Topo

Bolsonaro me vetou e sinalizou que interferiria mais em Moro, diz Szabó

A especialista em segurança pública Ilona Szabó - Eduardo Knapp/Folhapress
A especialista em segurança pública Ilona Szabó Imagem: Eduardo Knapp/Folhapress

Ana Carla Bermúdez

Do UOL, em São Paulo

24/04/2020 17h40

Pivô de uma dos primeiros reveses de Sergio Moro no Ministério da Justiça e Segurança Pública no ano passado, a especialista em segurança pública Ilona Szabó afirmou hoje que não se surpreendeu com o fato de o ex-juiz da Lava Jato ter saído do governo de Jair Bolsonaro (sem partido).

"A minha nomeação era algo pequeno demais. Se ele [Bolsonaro] interferiu em algo desse tipo, é porque de fato ele estaria interferindo em outras coisas", diz ela ao UOL.

Para Szabó, "desde o início havia um choque entre as agendas [de Moro e Bolsonaro]". "Moro assumiu o ministério com o compromisso da luta contra a corrupção e o crime organizado. A gente sabe que, em algum momento, isso se chocaria com o que quer o presidente, seus filhos e o círculo próximo a eles", disse.

Bolsonaro chegou a citar Szabó no discurso nesta tarde que fez em resposta a Moro. "Uma senhora, ou senhorita, que tem publicações a favor do aborto e ideologia de gênero".

Apesar das divergências que, segundo Szabó, eram latentes desde o início do governo, a especialista avalia que a saída de Moro é um "duro golpe no sistema de equilíbrio democrático".

Vetada por Bolsonaro

Em fevereiro do ano passado, Szabó foi nomeada como membro suplente do Conselho Nacional de Política Criminal e Penitenciária pelo então ministro Moro. Por apresentar posições divergentes do governo com relação a temas como armamento e políticas de drogas, sua nomeação foi alvo de críticas por apoiadores de Bolsonaro. O próprio presidente pressionou Moro, que acabou recuando em relação à nomeação da especialista.

Szabó avalia que o episódio que a envolveu foi apenas um dentro de uma série de interferências de Bolsonaro sobre ações e políticas da área da segurança pública.

Ela lembra o conflito entre Moro e Bolsonaro envolvendo o primeiro decreto de armas, em 2019. "Saiu um texto do Ministério da Justiça e esse texto não foi respeitado pelo Planalto", afirma.

Para a especialista, naquele momento ficou claro a existência de duas agendas. "Uma delas era a agenda técnica, que poderia avançar desde que não comprometesse os interesses políticos e privados do presidente", afirma. "São muitos episódios em que essa intolerância é generalizada a qualquer tipo de pensamento diferente".

Szabó diz temer que, com as sinalizações de interferência de Bolsonaro na Polícia Federal, o órgão perca a sua autonomia, trazendo riscos à democracia.
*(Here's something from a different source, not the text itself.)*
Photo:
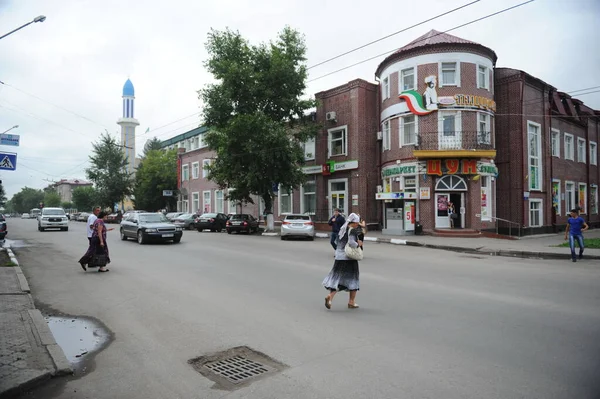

Ela defende que outras instituições republicanas -como Ministério Público e o Judiciário— devem atuar de forma a respaldar o trabalho da PF.

"Foi um movimento muito arriscado [por parte de Bolsonaro]", avalia. "Ou porque há uma disputa política muito grande ou porque há, de fato, algo sendo escondido".

Para ela, Moro sai do governo "mais fortalecido e tendo cumprido a promessa que fez". "Pelo menos frente aos apoiadores e seguidores, ele seguiu a sua palavra", afirma.

Quanto a Bolsonaro, Szabó avalia ser difícil que "qualquer narrativa que ele coloque fique maior do que entre um grupo marginal de apoiadores radicais".

Moro anunciou sua demissão na manhã de hoje. Em pronunciamento, ele afirmou que entre os motivos para a sua saída estariam tentativas de interferência, por parte de Bolsonaro, no trabalho da Polícia Federal. Segundo Moro, o presidente desejaria acesso a informações confidenciais de inquéritos avaliados pelo STF (Supremo Tribunal Federal).